Seattle Times staff reporter
At a Darigold farm in Chehalis, the state Department of Transportation is brewing up a product that has been quite handy this wintry December.
Saltwater left over from rinsing whey is mixed with a chemical and molasses to create a road de-icer.
The product is so effective, said Paul Simonsen, DOT maintenance superintendent in Chehalis, that White Pass was bare and wet within two hours of application last year after a storm that dumped 42 inches of snow in the mountains.
Simonsen said the state facility at the farm can produce 40,000 gallons of the de-icer a day, which is a mixture of 75 percent saltwater, 5 percent calcium chloride and 20 percent de-sugared molasses to stick to the roadway.
The saltwater is collected from an Eastern Washington cheese factory and shipped to the Chehalis farm. The water is left over after the salty whey is washed so it can be used as animal feed.
In the DOT recipe, the water used in the de-icer is 23.3 percent salt (by comparison seawater is 3.3 percent salt).
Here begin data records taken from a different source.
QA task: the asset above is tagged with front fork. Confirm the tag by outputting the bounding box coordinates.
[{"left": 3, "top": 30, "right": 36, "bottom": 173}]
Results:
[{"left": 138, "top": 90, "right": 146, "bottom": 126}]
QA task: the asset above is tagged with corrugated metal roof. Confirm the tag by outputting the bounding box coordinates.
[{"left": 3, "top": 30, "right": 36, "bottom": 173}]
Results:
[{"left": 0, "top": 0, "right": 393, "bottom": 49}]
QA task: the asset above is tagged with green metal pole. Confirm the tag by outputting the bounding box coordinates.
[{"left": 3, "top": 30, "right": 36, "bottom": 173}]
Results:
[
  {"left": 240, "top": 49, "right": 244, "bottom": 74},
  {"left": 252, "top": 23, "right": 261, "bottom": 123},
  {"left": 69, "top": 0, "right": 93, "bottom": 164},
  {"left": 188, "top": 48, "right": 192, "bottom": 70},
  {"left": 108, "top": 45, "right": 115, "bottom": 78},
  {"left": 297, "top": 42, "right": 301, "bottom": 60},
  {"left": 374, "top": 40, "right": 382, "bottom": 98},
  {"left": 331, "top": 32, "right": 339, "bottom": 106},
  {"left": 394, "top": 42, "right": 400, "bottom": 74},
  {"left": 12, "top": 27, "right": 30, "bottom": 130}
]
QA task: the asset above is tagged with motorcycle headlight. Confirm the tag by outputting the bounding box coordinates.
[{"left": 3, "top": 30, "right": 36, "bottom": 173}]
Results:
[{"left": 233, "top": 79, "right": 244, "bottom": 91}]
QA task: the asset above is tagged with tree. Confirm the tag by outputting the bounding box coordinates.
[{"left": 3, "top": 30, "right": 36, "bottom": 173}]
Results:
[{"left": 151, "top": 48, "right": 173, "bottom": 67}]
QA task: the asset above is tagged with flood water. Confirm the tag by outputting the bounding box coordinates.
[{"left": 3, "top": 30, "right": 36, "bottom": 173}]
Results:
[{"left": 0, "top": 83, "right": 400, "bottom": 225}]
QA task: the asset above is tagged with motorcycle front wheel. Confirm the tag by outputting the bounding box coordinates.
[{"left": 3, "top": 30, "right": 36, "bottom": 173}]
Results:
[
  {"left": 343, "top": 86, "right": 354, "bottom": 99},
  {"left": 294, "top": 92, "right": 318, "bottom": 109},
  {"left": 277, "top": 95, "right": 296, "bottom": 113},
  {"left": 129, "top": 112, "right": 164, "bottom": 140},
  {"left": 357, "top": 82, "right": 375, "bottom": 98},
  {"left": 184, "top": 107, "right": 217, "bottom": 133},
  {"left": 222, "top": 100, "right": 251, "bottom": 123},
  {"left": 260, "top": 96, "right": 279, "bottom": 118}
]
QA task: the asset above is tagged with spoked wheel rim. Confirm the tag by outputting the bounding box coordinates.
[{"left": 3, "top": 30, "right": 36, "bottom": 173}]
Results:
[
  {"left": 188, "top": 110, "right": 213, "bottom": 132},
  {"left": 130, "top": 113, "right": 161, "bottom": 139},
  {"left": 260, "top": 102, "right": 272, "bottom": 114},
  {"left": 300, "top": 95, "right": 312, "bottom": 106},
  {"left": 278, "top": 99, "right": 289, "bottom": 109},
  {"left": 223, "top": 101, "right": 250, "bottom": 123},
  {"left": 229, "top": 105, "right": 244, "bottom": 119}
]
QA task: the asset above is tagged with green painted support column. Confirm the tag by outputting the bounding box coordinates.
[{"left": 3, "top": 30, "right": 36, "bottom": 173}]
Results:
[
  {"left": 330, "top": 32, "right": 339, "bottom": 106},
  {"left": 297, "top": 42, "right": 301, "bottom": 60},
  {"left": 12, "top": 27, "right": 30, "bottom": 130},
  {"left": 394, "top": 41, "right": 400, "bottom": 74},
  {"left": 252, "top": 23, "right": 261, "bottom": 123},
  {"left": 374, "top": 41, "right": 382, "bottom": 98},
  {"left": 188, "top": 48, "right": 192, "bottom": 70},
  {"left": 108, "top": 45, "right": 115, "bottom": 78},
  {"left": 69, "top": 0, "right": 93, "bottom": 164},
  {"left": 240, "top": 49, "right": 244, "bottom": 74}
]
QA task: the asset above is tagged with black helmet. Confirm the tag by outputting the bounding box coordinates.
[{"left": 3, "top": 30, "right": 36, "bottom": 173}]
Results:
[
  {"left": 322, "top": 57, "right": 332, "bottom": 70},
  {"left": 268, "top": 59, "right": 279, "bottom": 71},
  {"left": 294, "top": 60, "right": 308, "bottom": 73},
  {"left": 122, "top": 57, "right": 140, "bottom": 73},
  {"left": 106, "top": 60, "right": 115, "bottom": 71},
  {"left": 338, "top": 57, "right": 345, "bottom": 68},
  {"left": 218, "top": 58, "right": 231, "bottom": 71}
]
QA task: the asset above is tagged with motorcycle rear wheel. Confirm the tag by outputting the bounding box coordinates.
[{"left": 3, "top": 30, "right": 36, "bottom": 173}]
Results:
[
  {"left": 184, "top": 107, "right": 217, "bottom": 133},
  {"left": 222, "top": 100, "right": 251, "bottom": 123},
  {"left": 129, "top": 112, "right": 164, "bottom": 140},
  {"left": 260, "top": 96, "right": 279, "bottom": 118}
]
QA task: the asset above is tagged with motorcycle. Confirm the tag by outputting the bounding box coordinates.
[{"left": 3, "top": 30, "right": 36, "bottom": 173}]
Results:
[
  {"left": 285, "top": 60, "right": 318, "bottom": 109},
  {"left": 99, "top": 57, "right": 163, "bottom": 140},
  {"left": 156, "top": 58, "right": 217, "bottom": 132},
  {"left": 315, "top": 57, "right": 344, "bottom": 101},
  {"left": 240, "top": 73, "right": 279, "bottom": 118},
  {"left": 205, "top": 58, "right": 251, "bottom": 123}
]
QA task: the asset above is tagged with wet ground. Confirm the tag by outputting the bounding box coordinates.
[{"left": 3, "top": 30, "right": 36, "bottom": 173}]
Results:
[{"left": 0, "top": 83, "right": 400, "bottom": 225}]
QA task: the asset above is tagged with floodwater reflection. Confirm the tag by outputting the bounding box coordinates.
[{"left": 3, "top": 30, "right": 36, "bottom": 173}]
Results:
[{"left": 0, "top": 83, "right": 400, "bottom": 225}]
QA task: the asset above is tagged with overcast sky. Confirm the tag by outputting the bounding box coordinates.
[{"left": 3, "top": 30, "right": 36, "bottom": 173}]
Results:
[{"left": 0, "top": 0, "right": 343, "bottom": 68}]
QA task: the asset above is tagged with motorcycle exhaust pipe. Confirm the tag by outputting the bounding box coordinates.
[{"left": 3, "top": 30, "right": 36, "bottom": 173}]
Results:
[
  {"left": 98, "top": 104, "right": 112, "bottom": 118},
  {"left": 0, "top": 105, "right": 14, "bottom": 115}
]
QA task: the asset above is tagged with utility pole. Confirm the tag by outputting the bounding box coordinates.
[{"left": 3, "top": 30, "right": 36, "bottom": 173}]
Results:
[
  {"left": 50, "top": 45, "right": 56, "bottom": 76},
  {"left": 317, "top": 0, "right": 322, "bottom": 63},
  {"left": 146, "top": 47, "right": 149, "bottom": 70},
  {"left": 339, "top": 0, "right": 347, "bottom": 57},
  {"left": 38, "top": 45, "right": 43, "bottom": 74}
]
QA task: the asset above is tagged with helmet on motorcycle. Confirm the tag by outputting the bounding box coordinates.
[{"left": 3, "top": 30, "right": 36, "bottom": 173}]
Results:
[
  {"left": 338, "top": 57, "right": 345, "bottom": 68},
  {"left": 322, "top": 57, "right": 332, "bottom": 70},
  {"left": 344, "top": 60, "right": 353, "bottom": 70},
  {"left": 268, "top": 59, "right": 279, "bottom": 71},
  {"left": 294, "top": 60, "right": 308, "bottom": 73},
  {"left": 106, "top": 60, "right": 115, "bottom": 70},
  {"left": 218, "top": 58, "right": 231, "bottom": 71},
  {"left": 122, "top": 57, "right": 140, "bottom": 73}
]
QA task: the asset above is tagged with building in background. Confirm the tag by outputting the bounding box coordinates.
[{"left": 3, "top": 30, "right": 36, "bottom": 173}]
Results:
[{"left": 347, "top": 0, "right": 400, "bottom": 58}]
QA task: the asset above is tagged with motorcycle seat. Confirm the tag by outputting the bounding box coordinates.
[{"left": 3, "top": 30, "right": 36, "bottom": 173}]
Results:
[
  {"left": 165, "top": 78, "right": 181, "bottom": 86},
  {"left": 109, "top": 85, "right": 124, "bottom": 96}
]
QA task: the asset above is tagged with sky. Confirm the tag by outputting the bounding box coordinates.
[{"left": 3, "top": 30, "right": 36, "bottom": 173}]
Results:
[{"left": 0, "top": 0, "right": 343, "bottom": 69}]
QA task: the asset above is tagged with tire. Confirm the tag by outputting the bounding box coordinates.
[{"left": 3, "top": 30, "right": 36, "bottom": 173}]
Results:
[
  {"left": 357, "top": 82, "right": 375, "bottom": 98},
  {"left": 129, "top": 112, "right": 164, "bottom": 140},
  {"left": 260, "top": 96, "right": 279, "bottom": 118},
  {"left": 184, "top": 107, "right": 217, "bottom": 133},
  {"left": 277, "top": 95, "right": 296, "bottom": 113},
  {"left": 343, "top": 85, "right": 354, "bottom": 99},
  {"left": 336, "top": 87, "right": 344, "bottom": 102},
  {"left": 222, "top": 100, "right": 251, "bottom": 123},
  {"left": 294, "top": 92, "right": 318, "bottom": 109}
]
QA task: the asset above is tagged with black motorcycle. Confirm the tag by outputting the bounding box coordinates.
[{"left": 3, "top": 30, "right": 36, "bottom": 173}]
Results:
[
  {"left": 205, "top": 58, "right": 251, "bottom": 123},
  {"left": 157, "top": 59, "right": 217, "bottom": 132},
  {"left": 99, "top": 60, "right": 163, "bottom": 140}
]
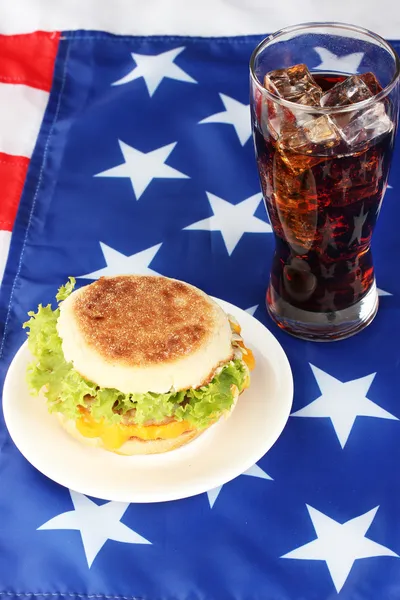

Some of the salt comes from the whey and the rest the DOT gets from rock salt.
Simonsen said the calcium chloride, another form of salt, makes the product work in below-zero temperatures. By adding the molasses, Simonsen said, the mixture can be effective on highways for up to three days.
The state first used the product last year on White Pass, and it now is being applied throughout Southwest Washington, as well as on the Tacoma Narrows Bridge. "White Pass remained bare and wet [this month], and didn't close when Snoqualmie Pass closed," Simonsen said, adding that White Pass was bare and wet Tuesday.
The DOT saves thousands of dollars by making the product itself, he said. Where it was once paying $1.30 a gallon for a de-icer, the Chehalis product costs only 48 cents a gallon.
Plus, the DOT can adjust the recipe based on the temperature. Add more calcium chloride if it's cold; reduce it if it's warmer.
"This was the silver bullet," Simonsen said of the recent snowstorm. "With this storm we got tested right out of the box, and the reviews are just great."
The Darigold farm is the only manufacturing site in the state, but the DOT is considering putting one site in each of its six regions and supplying the de-icer for the entire state.